# Fedora 17, Google Chrome, and Flash



## flytape8490 (Oct 7, 2003)

I just installed Fedora 17 and finished configuring everything. All that's left is getting Google Chrome installed and properly running.
Easy, right? Not entirely. Flash doesn't seem to work. Note that I am using CHROME. Not chromium.

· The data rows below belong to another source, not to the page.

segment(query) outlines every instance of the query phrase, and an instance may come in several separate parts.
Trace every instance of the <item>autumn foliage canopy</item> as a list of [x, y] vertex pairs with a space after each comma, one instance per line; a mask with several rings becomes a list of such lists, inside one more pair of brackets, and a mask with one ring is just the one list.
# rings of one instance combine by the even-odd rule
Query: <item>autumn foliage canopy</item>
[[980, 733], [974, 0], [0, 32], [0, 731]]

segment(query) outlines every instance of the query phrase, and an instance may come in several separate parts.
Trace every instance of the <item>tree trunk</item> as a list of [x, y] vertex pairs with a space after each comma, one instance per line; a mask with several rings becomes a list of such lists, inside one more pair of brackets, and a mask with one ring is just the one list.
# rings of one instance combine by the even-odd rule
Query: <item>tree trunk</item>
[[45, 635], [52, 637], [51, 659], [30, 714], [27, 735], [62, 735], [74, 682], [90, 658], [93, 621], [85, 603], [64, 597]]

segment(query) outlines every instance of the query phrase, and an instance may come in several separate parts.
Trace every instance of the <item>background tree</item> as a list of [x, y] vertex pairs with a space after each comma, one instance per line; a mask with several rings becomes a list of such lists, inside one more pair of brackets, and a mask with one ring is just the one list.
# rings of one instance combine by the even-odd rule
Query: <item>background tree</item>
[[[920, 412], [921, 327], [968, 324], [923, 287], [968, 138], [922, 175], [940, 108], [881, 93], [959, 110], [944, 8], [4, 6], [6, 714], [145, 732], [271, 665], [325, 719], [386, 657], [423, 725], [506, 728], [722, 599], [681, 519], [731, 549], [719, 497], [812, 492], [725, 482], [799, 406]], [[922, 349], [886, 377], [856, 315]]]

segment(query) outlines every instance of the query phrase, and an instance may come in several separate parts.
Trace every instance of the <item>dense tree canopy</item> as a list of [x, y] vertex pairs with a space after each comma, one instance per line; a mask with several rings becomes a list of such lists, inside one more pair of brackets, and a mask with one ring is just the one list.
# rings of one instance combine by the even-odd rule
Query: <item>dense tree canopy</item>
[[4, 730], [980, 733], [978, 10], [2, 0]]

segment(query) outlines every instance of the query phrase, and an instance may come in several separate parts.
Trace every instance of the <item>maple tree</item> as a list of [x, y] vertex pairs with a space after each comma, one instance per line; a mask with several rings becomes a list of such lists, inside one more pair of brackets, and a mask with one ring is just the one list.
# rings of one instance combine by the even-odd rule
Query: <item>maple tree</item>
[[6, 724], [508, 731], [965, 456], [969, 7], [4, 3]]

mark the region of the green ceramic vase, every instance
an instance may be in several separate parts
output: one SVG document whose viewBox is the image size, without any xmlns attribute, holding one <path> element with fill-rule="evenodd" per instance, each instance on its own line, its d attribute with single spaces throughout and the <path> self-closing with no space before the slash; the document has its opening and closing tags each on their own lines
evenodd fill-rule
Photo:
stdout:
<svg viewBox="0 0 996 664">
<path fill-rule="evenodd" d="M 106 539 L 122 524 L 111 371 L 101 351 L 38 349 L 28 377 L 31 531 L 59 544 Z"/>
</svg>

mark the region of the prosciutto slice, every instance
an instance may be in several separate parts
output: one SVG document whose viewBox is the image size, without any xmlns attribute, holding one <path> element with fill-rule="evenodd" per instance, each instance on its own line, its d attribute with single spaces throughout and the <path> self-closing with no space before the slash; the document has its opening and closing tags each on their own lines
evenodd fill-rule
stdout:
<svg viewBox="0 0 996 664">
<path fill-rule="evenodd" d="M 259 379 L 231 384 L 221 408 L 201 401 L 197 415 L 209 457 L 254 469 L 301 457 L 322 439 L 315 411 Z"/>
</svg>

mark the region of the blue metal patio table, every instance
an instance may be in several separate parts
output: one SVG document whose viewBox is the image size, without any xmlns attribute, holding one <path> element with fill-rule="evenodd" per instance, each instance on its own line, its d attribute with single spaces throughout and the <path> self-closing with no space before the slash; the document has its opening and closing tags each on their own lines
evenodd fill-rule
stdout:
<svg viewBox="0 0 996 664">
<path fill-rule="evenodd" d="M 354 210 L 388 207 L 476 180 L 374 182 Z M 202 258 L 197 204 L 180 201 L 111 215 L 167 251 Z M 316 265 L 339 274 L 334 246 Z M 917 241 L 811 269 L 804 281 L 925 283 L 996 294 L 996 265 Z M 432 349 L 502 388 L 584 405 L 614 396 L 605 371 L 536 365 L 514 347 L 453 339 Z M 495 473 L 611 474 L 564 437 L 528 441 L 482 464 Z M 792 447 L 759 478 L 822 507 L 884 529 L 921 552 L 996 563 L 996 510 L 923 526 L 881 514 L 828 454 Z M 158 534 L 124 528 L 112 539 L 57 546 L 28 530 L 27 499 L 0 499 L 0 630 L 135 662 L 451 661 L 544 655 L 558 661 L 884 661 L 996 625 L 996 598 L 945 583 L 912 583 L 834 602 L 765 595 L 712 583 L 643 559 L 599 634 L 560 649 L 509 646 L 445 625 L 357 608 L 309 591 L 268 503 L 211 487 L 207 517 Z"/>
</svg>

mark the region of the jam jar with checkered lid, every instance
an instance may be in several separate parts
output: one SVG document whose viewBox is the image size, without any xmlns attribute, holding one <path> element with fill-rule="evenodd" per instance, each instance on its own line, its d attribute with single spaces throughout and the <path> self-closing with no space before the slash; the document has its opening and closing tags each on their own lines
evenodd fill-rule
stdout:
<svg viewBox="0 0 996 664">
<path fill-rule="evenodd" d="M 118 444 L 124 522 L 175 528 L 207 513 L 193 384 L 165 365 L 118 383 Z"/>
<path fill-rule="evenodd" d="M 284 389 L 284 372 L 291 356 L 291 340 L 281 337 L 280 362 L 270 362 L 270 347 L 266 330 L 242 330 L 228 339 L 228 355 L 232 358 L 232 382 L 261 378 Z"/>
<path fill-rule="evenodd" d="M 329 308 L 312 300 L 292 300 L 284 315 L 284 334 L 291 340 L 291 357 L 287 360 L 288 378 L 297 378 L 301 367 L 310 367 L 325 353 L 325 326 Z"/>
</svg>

Lets walk through this step by step, shall we?
1. Install Fedora.
2. Set up RPM fusion
3. Via yum, install things.
4. Reboot.
5. Install updates.
6. Reboot.

(this is where Chrome gets involved)
7. Visit https://www.google.com/intl/en/chro...gn=en&utm_source=en-ha-na-us-bk&utm_medium=ha
8. Click Download Chrome
9. Select 32 bit .rpm (For Fedora/openSUSE)
10. Download.
11. Run rpm
12. Authorize installation of dependencies
13. Wait.
14. Run chrome
15. Don't set up logins or anything.
16. Try and visit a flash site, notice flash isn't working. (see attached image)
17. aboutlugins, see that flash isn't there (see the other attached image)

18. ponder
19. try installing flash manually.
20. reboot
21. realize this doesn't work.

Actually, how this happened was I installed chrome on when I installed f17 Wednesday, realize flash isn't working and think I somehow screwed up the install process somewhere. After plenty of searching and attempting solutions, I decided it was clearly something that I screwed up when configuring the system.
So I reinstalled fedora17 again today and made sure the first thing I set up was Chrome. And that didn't change anything.
So yeah. How do I fix this?


----------



## flytape8490 (Oct 7, 2003)

Seven hours and still no ideas?


----------



## flytape8490 (Oct 7, 2003)

also note that flash works fine in firefox.


----------



## flytape8490 (Oct 7, 2003)

wow. over 24 hours and still no ideas.


----------



## _101_ (Jun 9, 2012)

If you want to install flash manually Type about://plugins into the address bar then disable flash, then install.
Flash should auto update with chrome anyway though with yum update when a new version is ready.
Best of luck.


----------



## flytape8490 (Oct 7, 2003)

...no, i don't think you realize.
Flash just isn't there period.
I know it's supposed to be there by default...
Imagine my situation this way:
Wipe your hard drive, install Fedora 17.
The first thing you do after getting your system configured and wifi set up is download and install google chrome.
Flash is supposed to be there automatically as part of chrome, right?
But it isn't.
Flash just isn't appearing with chrome at all period.
there is no plugin to disable.
Installing the 3rd party plugin should then cause something to pop up in about://plugins, right?
It doesn't. That screenshot I posted before shows literally the only options I have available to me on the plugins menu, both before and after attempting to install flash from adobe's website.


----------



## _101_ (Jun 9, 2012)

I just tried on a fresh install, which was showing flash in chrome not working, then installed flash from the adobe site (the RPM version) then it worked.
So give this way a try please.

http://get.adobe.com/flashplayer/?no_redirect

site may be different for your version as your in USA, but I think it's ok
Also change the setting to 32 bit if that's what your running.


----------



## flytape8490 (Oct 7, 2003)

That's the one I tried originally and it did not work. Neither YUM or RPM work. I'm not entirely sure what to do with the .tar.gz but I will be looking into it.


----------



## flytape8490 (Oct 7, 2003)

yeah... tar.gz doesn't really work either. x_x


----------